Authorities raided at least five heating oil companies March 12, The New York Times reported Wednesday. Within days, some owners of commercial and residential buildings filed lawsuits against oil giant Hess Corp. and Castle Oil Corp., which describes itself as one of the largest heating oil distributors in the metropolitan area.
The companies have denied any wrongdoing. Castle said its products are tested daily at an in-house laboratory and inspected five days a week by city officials.

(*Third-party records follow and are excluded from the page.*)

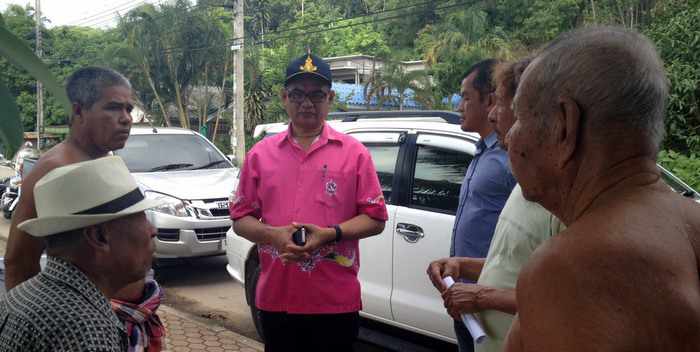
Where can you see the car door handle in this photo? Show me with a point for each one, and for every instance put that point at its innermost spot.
(411, 233)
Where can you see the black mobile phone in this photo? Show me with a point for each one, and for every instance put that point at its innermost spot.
(299, 236)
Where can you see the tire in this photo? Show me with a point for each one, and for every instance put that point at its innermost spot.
(251, 283)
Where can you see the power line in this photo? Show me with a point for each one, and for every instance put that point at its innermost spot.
(157, 17)
(297, 28)
(108, 12)
(267, 41)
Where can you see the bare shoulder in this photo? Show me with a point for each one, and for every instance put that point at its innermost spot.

An attorney filing a lawsuit against Hess said in court Hess may have been an unwitting participant in the illegal manipulation of its products, the Times reported.
A state Supreme Court Justice ordered the companies to cease and desist selling heating oil cut with waste oil.
Robert F. Kennedy Jr. -- senior attorney for the Natural Resources Defense Council and one of the attorneys who filed the lawsuit against Castle -- said burning waste oil in building heating systems could release a barrage of toxic pollutants.
"Basically that company has turned every boiler or furnace it services into a toxic waste incinerator," he said. "When you burn waste oil, there is a tremendous amount not only benzene, toluene and xylene, which are known carcinogens, but in addition there is an inventory of heavy metals that are extremely toxic, including mercury, lead, arsenic, cadmium, antimony and zinc.," Kennedy said.
Authorities raided Statewide Oil & Heating in Brooklyn, which has delivered oil for Hess and Castle at different periods; County Oil Company and J. B. Waste Oil Company in Queens, N.Y.; New York Oil Recovery Corp. in Brooklyn; and Paradise Heating Oil, in Ossining, N.Y., the Times said.
The Internal Revenue Service and the New York State Department of Environmental Conservation are also investigating, the Times reported.